Does work have the same impact on entropy change as heat?

[Est120]

1. Homework Statement
if a rigid adiabatic container has a fan inside that provides 15000 j of work to an ideal gas inside the container,
does the change in entropy would be the same as if 15000 j of heat are provided to the same rigid container (removing the insulation)?2. Relevant equations
rigid means that the volume of the container is constant ,so is a contant volume process

3. The attempt at a solution
i managed to do the calculations and got the right answer(that is why i don't give so many facts),my doubt is does work changes entropy the same amount as heat does?

 

[stockzahn]

In an idealised (reversible) work is/can be provided isentropically (so no entropy increase) - for turbomachinery (to which a fan more less is counted to) the ideal isentropic process is taken to validate the quality of the real process. In a real process, due to losses, part of the work will be transformed into heat and the entropy will increase.

However, the fan provides work to the air and accelerates it, therefore part of the work supplied is stored as kinetic energy in the air. The energy stored as kinetic energy does not contribute to an entropy increase, therefore an amount of energy supplied as heat increases the entropy more than the same amount of energy provided as work. With time due to friction, viscosity and other losses the air will be decelerated and all the kinetic energy is transoformed into heat, resulting in the same rise entropy.
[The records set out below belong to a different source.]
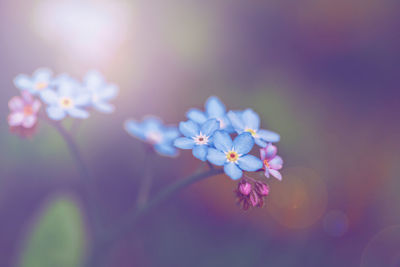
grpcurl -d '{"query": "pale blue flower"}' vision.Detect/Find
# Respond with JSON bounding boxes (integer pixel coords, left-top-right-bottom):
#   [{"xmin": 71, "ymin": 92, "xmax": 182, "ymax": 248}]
[
  {"xmin": 227, "ymin": 109, "xmax": 280, "ymax": 147},
  {"xmin": 174, "ymin": 119, "xmax": 220, "ymax": 161},
  {"xmin": 207, "ymin": 131, "xmax": 262, "ymax": 180},
  {"xmin": 186, "ymin": 96, "xmax": 233, "ymax": 132},
  {"xmin": 83, "ymin": 70, "xmax": 118, "ymax": 113},
  {"xmin": 14, "ymin": 68, "xmax": 53, "ymax": 95},
  {"xmin": 40, "ymin": 77, "xmax": 91, "ymax": 120},
  {"xmin": 125, "ymin": 116, "xmax": 179, "ymax": 157}
]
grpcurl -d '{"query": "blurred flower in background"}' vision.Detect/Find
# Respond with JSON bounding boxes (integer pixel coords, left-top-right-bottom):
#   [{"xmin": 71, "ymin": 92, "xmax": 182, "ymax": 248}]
[
  {"xmin": 8, "ymin": 91, "xmax": 41, "ymax": 129},
  {"xmin": 124, "ymin": 116, "xmax": 180, "ymax": 157},
  {"xmin": 13, "ymin": 68, "xmax": 53, "ymax": 95}
]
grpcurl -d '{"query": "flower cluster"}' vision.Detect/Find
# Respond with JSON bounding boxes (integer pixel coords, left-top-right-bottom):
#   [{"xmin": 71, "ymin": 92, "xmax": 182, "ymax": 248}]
[
  {"xmin": 8, "ymin": 68, "xmax": 118, "ymax": 132},
  {"xmin": 236, "ymin": 179, "xmax": 270, "ymax": 210},
  {"xmin": 126, "ymin": 96, "xmax": 284, "ymax": 209}
]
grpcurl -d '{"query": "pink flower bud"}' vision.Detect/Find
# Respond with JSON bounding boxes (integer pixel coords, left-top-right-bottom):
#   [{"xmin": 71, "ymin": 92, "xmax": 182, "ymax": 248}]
[
  {"xmin": 249, "ymin": 191, "xmax": 259, "ymax": 207},
  {"xmin": 238, "ymin": 180, "xmax": 252, "ymax": 196},
  {"xmin": 255, "ymin": 182, "xmax": 269, "ymax": 196}
]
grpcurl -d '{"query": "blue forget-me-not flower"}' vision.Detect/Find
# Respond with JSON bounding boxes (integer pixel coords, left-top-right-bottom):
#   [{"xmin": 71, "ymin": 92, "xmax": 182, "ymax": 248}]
[
  {"xmin": 40, "ymin": 77, "xmax": 91, "ymax": 120},
  {"xmin": 227, "ymin": 109, "xmax": 280, "ymax": 147},
  {"xmin": 207, "ymin": 131, "xmax": 263, "ymax": 180},
  {"xmin": 125, "ymin": 116, "xmax": 180, "ymax": 157},
  {"xmin": 14, "ymin": 68, "xmax": 53, "ymax": 96},
  {"xmin": 174, "ymin": 119, "xmax": 219, "ymax": 161},
  {"xmin": 186, "ymin": 96, "xmax": 233, "ymax": 132},
  {"xmin": 83, "ymin": 70, "xmax": 119, "ymax": 114}
]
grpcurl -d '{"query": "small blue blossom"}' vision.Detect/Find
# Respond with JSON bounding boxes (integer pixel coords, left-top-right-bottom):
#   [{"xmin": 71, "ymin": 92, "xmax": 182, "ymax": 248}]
[
  {"xmin": 125, "ymin": 116, "xmax": 180, "ymax": 157},
  {"xmin": 227, "ymin": 109, "xmax": 280, "ymax": 147},
  {"xmin": 40, "ymin": 77, "xmax": 91, "ymax": 120},
  {"xmin": 174, "ymin": 119, "xmax": 220, "ymax": 161},
  {"xmin": 14, "ymin": 68, "xmax": 53, "ymax": 95},
  {"xmin": 186, "ymin": 96, "xmax": 233, "ymax": 132},
  {"xmin": 207, "ymin": 131, "xmax": 263, "ymax": 180},
  {"xmin": 83, "ymin": 70, "xmax": 119, "ymax": 114}
]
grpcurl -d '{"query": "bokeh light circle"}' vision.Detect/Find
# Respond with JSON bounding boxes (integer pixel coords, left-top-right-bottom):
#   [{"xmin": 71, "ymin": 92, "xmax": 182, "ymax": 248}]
[
  {"xmin": 267, "ymin": 167, "xmax": 327, "ymax": 229},
  {"xmin": 323, "ymin": 210, "xmax": 349, "ymax": 237},
  {"xmin": 361, "ymin": 225, "xmax": 400, "ymax": 267}
]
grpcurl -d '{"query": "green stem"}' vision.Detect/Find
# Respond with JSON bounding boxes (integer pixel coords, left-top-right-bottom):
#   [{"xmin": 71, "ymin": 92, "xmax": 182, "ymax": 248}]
[
  {"xmin": 48, "ymin": 120, "xmax": 103, "ymax": 235},
  {"xmin": 84, "ymin": 167, "xmax": 224, "ymax": 267}
]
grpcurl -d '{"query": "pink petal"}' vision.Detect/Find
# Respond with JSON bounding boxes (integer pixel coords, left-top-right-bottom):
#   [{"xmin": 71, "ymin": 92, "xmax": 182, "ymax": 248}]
[
  {"xmin": 22, "ymin": 115, "xmax": 37, "ymax": 128},
  {"xmin": 265, "ymin": 143, "xmax": 277, "ymax": 159},
  {"xmin": 21, "ymin": 91, "xmax": 34, "ymax": 103},
  {"xmin": 264, "ymin": 168, "xmax": 270, "ymax": 178},
  {"xmin": 269, "ymin": 169, "xmax": 282, "ymax": 181},
  {"xmin": 32, "ymin": 100, "xmax": 41, "ymax": 113},
  {"xmin": 260, "ymin": 148, "xmax": 266, "ymax": 161},
  {"xmin": 8, "ymin": 112, "xmax": 24, "ymax": 126},
  {"xmin": 8, "ymin": 96, "xmax": 24, "ymax": 111},
  {"xmin": 269, "ymin": 155, "xmax": 283, "ymax": 170}
]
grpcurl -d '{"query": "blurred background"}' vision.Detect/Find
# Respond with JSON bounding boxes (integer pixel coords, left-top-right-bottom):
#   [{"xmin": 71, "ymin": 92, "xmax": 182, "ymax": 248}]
[{"xmin": 1, "ymin": 0, "xmax": 400, "ymax": 266}]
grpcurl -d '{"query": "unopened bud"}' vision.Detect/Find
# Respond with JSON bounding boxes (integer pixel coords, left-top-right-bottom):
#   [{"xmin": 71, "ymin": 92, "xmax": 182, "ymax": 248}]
[
  {"xmin": 255, "ymin": 182, "xmax": 269, "ymax": 196},
  {"xmin": 238, "ymin": 180, "xmax": 252, "ymax": 196}
]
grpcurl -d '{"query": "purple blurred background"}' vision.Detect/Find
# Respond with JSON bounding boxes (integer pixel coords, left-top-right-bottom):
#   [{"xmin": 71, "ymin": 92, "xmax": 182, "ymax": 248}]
[{"xmin": 1, "ymin": 0, "xmax": 400, "ymax": 266}]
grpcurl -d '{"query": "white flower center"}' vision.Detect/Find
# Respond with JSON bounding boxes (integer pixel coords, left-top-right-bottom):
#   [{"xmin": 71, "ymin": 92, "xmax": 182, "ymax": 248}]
[
  {"xmin": 193, "ymin": 132, "xmax": 209, "ymax": 145},
  {"xmin": 146, "ymin": 131, "xmax": 163, "ymax": 144}
]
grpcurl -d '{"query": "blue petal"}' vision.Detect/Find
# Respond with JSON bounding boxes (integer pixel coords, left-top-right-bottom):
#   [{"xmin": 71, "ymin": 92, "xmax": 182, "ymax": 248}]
[
  {"xmin": 233, "ymin": 132, "xmax": 254, "ymax": 155},
  {"xmin": 242, "ymin": 109, "xmax": 260, "ymax": 130},
  {"xmin": 255, "ymin": 137, "xmax": 267, "ymax": 147},
  {"xmin": 186, "ymin": 108, "xmax": 207, "ymax": 124},
  {"xmin": 205, "ymin": 96, "xmax": 226, "ymax": 117},
  {"xmin": 98, "ymin": 85, "xmax": 118, "ymax": 100},
  {"xmin": 155, "ymin": 143, "xmax": 178, "ymax": 157},
  {"xmin": 238, "ymin": 155, "xmax": 263, "ymax": 171},
  {"xmin": 33, "ymin": 68, "xmax": 52, "ymax": 81},
  {"xmin": 213, "ymin": 130, "xmax": 233, "ymax": 152},
  {"xmin": 94, "ymin": 102, "xmax": 115, "ymax": 113},
  {"xmin": 47, "ymin": 106, "xmax": 66, "ymax": 121},
  {"xmin": 227, "ymin": 110, "xmax": 245, "ymax": 132},
  {"xmin": 163, "ymin": 127, "xmax": 180, "ymax": 141},
  {"xmin": 174, "ymin": 137, "xmax": 195, "ymax": 149},
  {"xmin": 224, "ymin": 162, "xmax": 243, "ymax": 180},
  {"xmin": 40, "ymin": 89, "xmax": 58, "ymax": 105},
  {"xmin": 124, "ymin": 120, "xmax": 146, "ymax": 140},
  {"xmin": 84, "ymin": 70, "xmax": 103, "ymax": 88},
  {"xmin": 68, "ymin": 108, "xmax": 89, "ymax": 119},
  {"xmin": 142, "ymin": 116, "xmax": 163, "ymax": 133},
  {"xmin": 192, "ymin": 145, "xmax": 208, "ymax": 161},
  {"xmin": 14, "ymin": 74, "xmax": 33, "ymax": 90},
  {"xmin": 179, "ymin": 120, "xmax": 199, "ymax": 137},
  {"xmin": 258, "ymin": 129, "xmax": 280, "ymax": 143},
  {"xmin": 207, "ymin": 148, "xmax": 226, "ymax": 166},
  {"xmin": 200, "ymin": 119, "xmax": 219, "ymax": 136}
]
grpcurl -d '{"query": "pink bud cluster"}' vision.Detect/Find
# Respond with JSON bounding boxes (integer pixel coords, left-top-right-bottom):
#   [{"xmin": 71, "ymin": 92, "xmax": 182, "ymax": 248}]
[{"xmin": 235, "ymin": 179, "xmax": 269, "ymax": 210}]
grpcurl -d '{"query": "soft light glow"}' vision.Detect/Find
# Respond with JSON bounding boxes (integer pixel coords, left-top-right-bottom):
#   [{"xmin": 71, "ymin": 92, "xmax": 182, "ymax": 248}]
[{"xmin": 33, "ymin": 0, "xmax": 130, "ymax": 62}]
So heat and work do not cause the same entropy change in the first place, only after a certain amount of time, if the work/kinetic energy isn't extracted, friction will transform it into heat, yielding the same final entropy.
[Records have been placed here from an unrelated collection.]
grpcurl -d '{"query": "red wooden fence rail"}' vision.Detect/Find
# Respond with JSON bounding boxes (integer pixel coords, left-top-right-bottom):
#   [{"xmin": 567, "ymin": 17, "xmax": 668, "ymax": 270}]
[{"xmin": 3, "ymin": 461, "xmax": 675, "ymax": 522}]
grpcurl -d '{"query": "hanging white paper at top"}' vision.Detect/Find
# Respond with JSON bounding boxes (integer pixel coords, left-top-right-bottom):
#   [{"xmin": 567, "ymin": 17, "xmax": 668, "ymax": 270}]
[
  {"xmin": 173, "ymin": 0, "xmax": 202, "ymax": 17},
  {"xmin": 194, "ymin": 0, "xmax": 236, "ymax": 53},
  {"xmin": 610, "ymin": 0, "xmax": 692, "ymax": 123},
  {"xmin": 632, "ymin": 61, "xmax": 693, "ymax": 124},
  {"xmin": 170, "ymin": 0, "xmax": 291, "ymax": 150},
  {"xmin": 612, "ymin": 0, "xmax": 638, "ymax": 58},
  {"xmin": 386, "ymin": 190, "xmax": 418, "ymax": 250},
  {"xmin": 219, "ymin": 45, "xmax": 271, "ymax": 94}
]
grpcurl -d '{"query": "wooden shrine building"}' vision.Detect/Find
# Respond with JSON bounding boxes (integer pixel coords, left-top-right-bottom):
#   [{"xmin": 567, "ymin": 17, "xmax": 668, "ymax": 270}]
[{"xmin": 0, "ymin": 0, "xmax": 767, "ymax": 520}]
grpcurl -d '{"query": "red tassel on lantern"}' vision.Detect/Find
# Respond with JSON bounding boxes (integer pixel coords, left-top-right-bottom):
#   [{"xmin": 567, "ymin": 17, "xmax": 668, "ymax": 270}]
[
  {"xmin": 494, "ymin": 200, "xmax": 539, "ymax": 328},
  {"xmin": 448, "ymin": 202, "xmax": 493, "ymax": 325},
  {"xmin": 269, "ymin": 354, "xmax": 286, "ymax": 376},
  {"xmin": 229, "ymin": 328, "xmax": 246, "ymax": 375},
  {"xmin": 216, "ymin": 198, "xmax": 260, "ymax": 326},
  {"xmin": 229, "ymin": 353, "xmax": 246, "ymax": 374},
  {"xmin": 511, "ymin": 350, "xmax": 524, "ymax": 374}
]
Edit: In your case the change of state happens isochorally, that means the process is done along a line of constant volume. With decreasing speed of the air, the state is shifted to higher temperatures and higher entropies on the isochor.

 

[Chestermiller]

In your example, the heat and the work will result in the same entropy change because entropy depends only on the thermodynamic state of the system (and not how that state was achieved), and, in your example, the initial and final thermodynamic equilibrium states of the system are the same for the work case as for the heat case. To get the entropy change (at least for the work case), what you need to do is devise a reversible path between the initial and final thermodynamic equilibrium states and calculate the integral of dq/T for that path.